--- On Mon, 12/6/10, Laurent Gauch <[email protected]> wrote:



> > I don't subscribe to the idea that there is a safe,
> correct and robust
> > default setting for JTAG clock,


The only thing that'd prevent a given board from
having such a (board-specific) setting is using
it with a debug adapter that doesn't support the
board's preferred frequency.  Trying that must
trigger a fatal error from the adapter.

That is:  any given board/target will have such
a setting, which can be saved in a config file.



 better to make the
> user get a
> > good error message 

Good messaging is always good.  Just like
Bad messaging is always bad...  Somewhat
tautological.

But relying on messaging to achieve proper
setup is not very wise.  We know that users tend not to
read or understand such messaging.  Treat such
procedures as undesirable fallbacks, except for
basic error reporting.  Good diagnostics (with
"what to do next" advice" are so rare nowadays
that I think users will run away in fear if they
come across any such.


> I do not say the 1MHz is safe correct and robust, but
> having a known 1MHZ JTAG at startup, is is a good way to let
> the user do something with openocd

That presumes, wrongly, that 1 MHZ would work.
First time I used OpenOCD was with a 32KHz
system clock, so a 1 MHz default would have
been a complete and utter lose.


 without having to
> obligatory set a specific frequency in the script. 

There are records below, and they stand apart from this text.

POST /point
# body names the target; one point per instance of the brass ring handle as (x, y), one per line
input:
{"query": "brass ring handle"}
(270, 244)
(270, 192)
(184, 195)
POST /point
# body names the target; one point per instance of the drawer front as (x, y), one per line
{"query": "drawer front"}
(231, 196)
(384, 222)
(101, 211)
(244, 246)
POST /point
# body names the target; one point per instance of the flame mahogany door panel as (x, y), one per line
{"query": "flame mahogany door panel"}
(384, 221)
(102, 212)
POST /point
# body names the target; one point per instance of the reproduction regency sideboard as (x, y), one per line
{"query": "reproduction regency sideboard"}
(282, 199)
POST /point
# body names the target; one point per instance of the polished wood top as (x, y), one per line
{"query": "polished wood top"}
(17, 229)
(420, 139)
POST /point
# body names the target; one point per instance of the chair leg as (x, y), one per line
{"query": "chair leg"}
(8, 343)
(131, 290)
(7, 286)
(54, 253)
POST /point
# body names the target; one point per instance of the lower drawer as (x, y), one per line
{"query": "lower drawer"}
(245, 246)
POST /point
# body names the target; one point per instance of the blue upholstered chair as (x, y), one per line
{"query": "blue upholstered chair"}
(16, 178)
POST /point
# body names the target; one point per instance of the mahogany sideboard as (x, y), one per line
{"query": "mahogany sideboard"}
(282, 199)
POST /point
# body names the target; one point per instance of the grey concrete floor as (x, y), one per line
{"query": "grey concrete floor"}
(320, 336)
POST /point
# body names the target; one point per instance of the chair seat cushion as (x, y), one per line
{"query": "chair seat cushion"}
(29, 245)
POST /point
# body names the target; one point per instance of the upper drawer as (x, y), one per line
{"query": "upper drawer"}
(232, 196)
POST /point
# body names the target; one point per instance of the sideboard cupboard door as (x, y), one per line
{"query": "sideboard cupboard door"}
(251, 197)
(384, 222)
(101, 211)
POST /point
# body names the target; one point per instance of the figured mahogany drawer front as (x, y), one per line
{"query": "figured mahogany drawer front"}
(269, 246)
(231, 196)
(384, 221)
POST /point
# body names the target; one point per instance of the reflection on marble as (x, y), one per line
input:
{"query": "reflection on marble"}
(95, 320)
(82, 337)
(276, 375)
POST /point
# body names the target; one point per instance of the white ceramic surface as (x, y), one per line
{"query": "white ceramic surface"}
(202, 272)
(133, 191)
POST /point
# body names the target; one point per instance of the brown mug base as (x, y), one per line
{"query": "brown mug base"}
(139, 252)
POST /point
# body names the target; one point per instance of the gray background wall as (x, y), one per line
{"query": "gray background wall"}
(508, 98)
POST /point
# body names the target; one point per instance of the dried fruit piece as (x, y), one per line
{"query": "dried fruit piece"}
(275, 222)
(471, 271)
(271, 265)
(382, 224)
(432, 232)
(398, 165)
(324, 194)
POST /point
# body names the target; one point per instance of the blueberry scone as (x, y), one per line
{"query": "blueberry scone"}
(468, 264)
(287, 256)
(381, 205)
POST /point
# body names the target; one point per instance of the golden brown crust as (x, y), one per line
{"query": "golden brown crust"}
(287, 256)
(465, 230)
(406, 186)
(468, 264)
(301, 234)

Were it not safe/correct/robust it couldn't work.
So don't even bother with it.

Remember that the board's frequency only needs
to be set once.  Once that's done, "the user"
has no more setup to handle.  In fact, Whoever did
the board config file should have handled all
such issues, so "the user" never sees them.


> THE SAFE CORRECT ROBUST frequency can never be known as
> static !

See above.  It's board-specific, but can very
easily be "known as static" for startup.  (And a
good config can adapt later, to new PLL settings
and so forth.)

 A good JTAG software has to find this frequency by
> itself (auto-detecting the max safe JTAG frequency );-)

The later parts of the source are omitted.